Le modèle zimbabwéen du lithium : une source d’inspiration stratégique pour la transition minière en RDC

La course mondiale aux minerais critiques redessine la géographie économique du continent africain. Alors que la transition énergétique mondiale fait exploser la demande en métaux de la transition, les pays producteurs ne veulent plus se contenter du rôle de simples carrières à ciel ouvert.

À cet égard, le Zimbabwe s’impose comme un pionnier audacieux. En combinant des mesures réglementaires fermes et des partenariats industriels pragmatiques, Harare a réussi à enclencher une véritable dynamique de transformation locale. Un modèle de souveraineté industrielle qui offre de précieux enseignements pour la RDC, bien décidée à valoriser sur son sol ses propres richesses minières.

La stratégie zimbabwéenne : entre fermeté réglementaire et pragmatisme industriel

Premier producteur africain de lithium, le Zimbabwe a compris que la richesse d’un pays ne se mesure pas seulement au volume de minerai extrait, mais à sa capacité à le transformer. La stratégie zimbabwéenne repose sur deux piliers indissociables qui sont :

Le verrouillage des exportations brutes : en décembre 2022, les autorités d’Harare ont adopté une interdiction stricte d’exporter du minerai de lithium brut.

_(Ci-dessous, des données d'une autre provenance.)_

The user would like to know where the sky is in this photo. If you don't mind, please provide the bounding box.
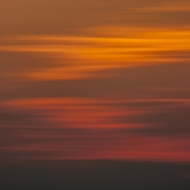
[0,0,190,189]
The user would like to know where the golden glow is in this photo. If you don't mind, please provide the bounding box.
[0,27,190,80]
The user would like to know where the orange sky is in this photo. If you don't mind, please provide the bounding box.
[0,0,190,162]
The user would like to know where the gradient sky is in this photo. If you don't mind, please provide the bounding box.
[0,0,190,162]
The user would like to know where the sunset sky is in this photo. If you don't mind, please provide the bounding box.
[0,0,190,189]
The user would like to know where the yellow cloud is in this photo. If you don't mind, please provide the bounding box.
[0,27,190,80]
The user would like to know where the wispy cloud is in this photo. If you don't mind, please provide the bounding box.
[0,98,190,161]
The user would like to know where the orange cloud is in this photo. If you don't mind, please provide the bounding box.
[0,27,190,80]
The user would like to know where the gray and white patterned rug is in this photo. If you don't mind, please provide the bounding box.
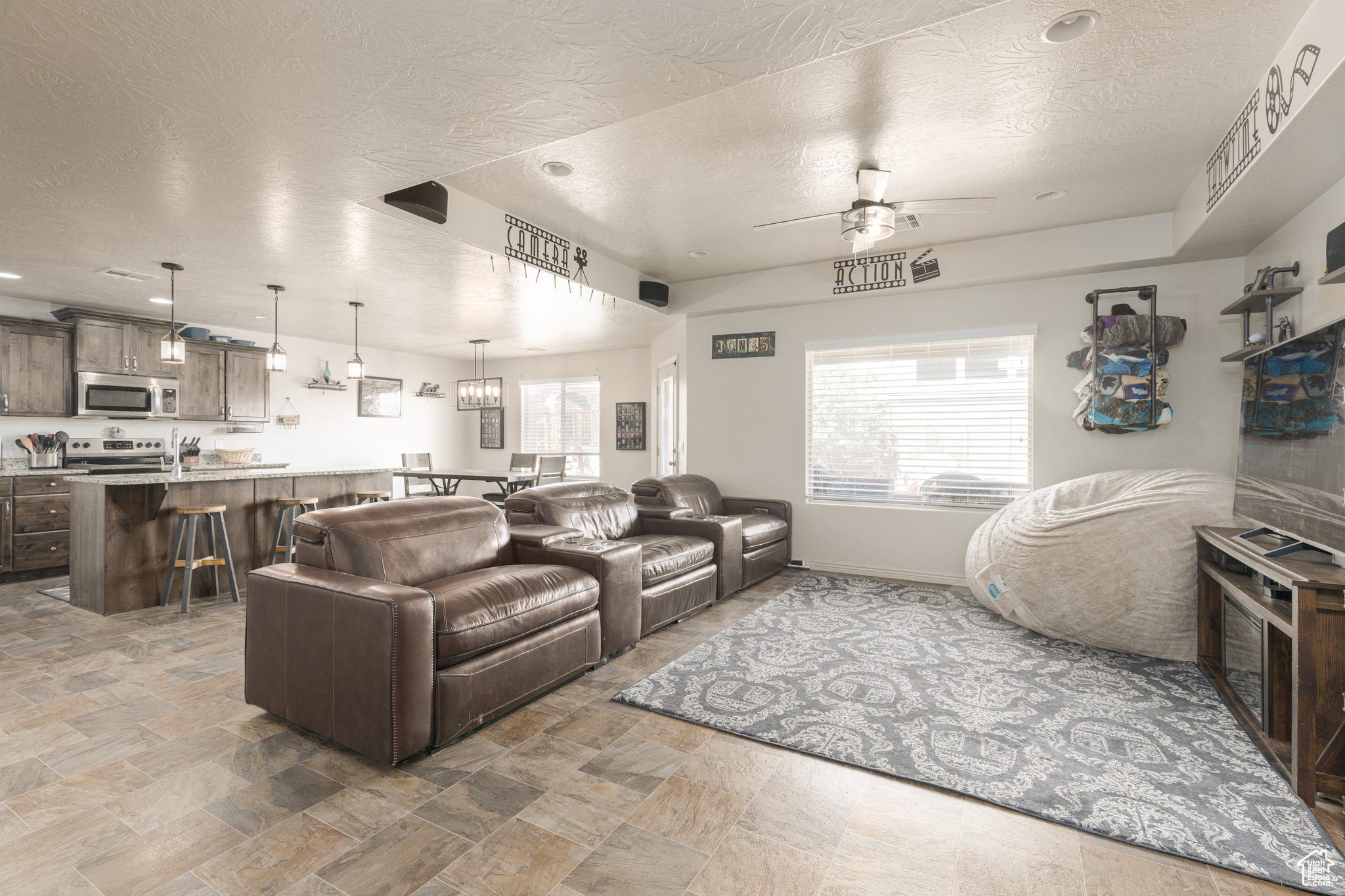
[615,575,1345,896]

Cette mesure radicale visait un double objectif : endiguer la contrebande endémique qui pénalisait le secteur artisanal et contraindre les investisseurs étrangers à abandonner la logique d’exportation de matières premières brutes.

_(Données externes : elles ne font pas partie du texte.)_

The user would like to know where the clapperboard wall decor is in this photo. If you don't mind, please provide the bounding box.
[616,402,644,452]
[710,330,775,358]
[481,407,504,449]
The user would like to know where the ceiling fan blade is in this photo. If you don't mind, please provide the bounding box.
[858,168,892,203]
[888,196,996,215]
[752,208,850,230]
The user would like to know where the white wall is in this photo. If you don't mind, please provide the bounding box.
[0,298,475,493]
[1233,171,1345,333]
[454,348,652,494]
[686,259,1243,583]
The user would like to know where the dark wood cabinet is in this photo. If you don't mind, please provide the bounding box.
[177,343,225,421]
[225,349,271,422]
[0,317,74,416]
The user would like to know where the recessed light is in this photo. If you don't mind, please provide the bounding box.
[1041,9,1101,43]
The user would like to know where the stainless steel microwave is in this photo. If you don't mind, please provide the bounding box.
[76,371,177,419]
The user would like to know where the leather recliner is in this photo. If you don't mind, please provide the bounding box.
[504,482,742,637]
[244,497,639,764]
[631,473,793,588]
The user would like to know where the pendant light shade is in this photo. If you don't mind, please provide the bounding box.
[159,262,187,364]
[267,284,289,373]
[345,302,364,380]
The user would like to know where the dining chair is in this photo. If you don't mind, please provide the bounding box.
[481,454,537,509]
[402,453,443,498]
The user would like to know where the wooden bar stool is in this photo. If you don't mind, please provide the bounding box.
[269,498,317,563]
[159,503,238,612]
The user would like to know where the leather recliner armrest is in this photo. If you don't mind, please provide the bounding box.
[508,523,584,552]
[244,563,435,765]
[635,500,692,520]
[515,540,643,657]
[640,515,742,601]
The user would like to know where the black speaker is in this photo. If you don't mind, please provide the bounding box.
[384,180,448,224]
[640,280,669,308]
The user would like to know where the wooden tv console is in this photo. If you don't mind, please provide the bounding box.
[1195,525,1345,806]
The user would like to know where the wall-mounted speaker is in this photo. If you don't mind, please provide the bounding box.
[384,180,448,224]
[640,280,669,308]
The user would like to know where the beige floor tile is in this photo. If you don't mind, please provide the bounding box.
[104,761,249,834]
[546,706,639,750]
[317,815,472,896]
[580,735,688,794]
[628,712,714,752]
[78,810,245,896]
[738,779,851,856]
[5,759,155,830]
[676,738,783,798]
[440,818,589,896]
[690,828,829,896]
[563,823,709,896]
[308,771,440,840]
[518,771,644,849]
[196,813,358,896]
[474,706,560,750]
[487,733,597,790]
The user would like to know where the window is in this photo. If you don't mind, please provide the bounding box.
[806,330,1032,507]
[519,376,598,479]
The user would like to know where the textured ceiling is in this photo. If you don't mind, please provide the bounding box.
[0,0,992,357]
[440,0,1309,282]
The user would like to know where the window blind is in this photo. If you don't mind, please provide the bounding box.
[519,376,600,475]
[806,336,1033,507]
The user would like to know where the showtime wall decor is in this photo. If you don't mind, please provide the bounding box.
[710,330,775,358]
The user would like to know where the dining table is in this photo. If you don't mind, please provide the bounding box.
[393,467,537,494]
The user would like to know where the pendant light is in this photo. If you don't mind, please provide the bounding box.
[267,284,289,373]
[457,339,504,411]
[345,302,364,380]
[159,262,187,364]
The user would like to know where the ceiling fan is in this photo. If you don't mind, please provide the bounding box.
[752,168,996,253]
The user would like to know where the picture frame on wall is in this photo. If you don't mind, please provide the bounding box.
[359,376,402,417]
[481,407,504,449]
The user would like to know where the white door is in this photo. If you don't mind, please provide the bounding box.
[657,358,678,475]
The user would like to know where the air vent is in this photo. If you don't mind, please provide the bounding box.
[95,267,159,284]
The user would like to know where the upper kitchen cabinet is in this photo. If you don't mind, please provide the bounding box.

– L’obligation de transformation locale : cette volonté politique s’est matérialisée avec l’acquisition du projet de lithium Arcadia par le géant chinois Huayou Cobalt. L’approbation gouvernementale a été conditionnée par un engagement formel : produire du lithium de qualité batterie localement dans un délai de cinq ans. Le pari a été gagné au-delà des espérances, avec la mise en service record d’une usine ultramoderne de 400 millions de dollars, opérationnelle en un temps record.

Ce succès démontre qu’avec un cadre juridique coercitif mais incitatif, les États africains peuvent exiger et obtenir le transfert de technologies et l’implantation de chaînes de valeur sur leur territoire.

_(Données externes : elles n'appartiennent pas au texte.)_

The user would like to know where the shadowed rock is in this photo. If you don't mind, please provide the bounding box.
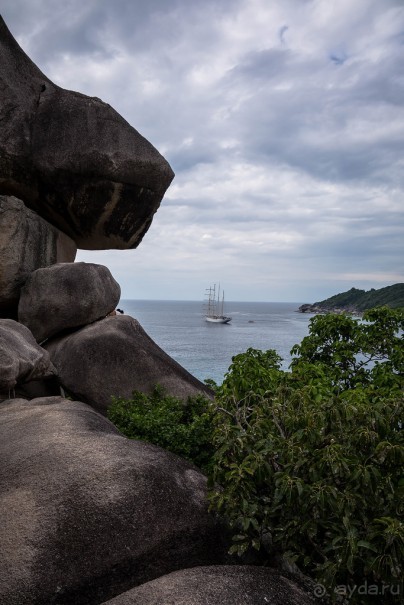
[0,397,226,605]
[103,565,323,605]
[0,319,55,394]
[18,263,121,342]
[0,17,174,249]
[0,195,77,317]
[43,315,211,414]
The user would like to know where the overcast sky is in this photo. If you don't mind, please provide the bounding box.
[0,0,404,302]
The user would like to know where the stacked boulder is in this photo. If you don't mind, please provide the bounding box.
[0,17,326,605]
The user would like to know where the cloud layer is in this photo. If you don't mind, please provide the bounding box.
[2,0,404,302]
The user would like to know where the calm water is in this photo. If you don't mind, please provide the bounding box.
[119,300,311,384]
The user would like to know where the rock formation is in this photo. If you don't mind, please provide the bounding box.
[99,565,323,605]
[0,319,55,397]
[43,315,211,414]
[18,263,121,342]
[0,397,227,605]
[0,17,174,249]
[0,195,77,317]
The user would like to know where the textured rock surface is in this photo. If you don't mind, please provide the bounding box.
[0,397,229,605]
[0,195,77,317]
[44,315,210,414]
[0,319,55,394]
[103,565,322,605]
[0,17,174,249]
[18,263,121,342]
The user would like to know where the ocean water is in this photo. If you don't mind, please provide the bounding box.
[119,300,311,384]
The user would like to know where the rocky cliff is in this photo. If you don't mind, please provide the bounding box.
[0,18,319,605]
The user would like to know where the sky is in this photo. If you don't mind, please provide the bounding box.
[0,0,404,303]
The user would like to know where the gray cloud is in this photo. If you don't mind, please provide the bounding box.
[2,0,404,301]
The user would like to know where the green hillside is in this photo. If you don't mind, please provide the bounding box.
[314,284,404,311]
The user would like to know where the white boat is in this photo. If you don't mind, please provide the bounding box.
[205,284,231,324]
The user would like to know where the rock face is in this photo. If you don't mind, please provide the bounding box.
[18,263,121,342]
[103,565,322,605]
[0,319,55,393]
[44,315,210,414]
[0,17,174,249]
[0,397,229,605]
[0,196,77,317]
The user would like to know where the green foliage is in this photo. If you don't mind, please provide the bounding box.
[314,284,404,311]
[108,386,213,472]
[210,308,404,604]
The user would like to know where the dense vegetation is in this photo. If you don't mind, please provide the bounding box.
[110,308,404,604]
[314,284,404,311]
[108,385,214,473]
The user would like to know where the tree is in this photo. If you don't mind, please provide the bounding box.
[108,386,213,473]
[210,308,404,603]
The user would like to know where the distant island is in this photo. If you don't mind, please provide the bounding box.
[299,284,404,313]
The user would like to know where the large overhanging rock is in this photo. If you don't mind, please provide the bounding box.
[102,565,323,605]
[0,397,227,605]
[18,263,121,342]
[0,195,77,317]
[0,319,55,397]
[43,315,211,414]
[0,17,174,249]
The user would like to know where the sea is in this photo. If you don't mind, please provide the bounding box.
[119,300,311,384]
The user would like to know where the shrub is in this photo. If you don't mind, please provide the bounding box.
[108,386,213,472]
[210,309,404,603]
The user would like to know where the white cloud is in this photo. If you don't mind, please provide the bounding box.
[2,0,404,301]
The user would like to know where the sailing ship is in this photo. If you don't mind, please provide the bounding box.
[205,284,231,324]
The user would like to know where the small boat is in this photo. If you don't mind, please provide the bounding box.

Les bénéfices pour la RDC : pourquoi Kinshasa doit s’en inspirer

Géant incontesté du cobalt et acteur majeur du cuivre et du lithium, la RDC partage avec le Zimbabwe les mêmes ambitions de souveraineté économique. En s’inspirant de ce modèle, Kinshasa peut espérer des retombées structurelles majeures :

1. Maximisation des revenus et de la valeur ajoutée

Exporter du minerai brut revient à exporter de la valeur, des emplois et de la fiscalité. En exigeant la transformation locale — qu’il s’agisse du lithium, du cobalt ou du coltan —, la RDC multiplierait les recettes fiscales perçues à l’exportation de produits finis ou semi-finis, renforçant ainsi ses réserves de change et son budget national.

​2. Lutte efficace contre la contrebande et l’informel

À l’instar du secteur artisanal du lithium au Zimbabwe, l’exploitation minière artisanale en RDC souffre d’une porosité chronique de ses frontières et d’une fuite massive de ses ressources vers les pays voisins. L’instauration de restrictions claires sur l’exportation des minerais non transformés et l’obligation de passer par des circuits industriels et tracés permettent de canaliser la production et d’assainir le secteur.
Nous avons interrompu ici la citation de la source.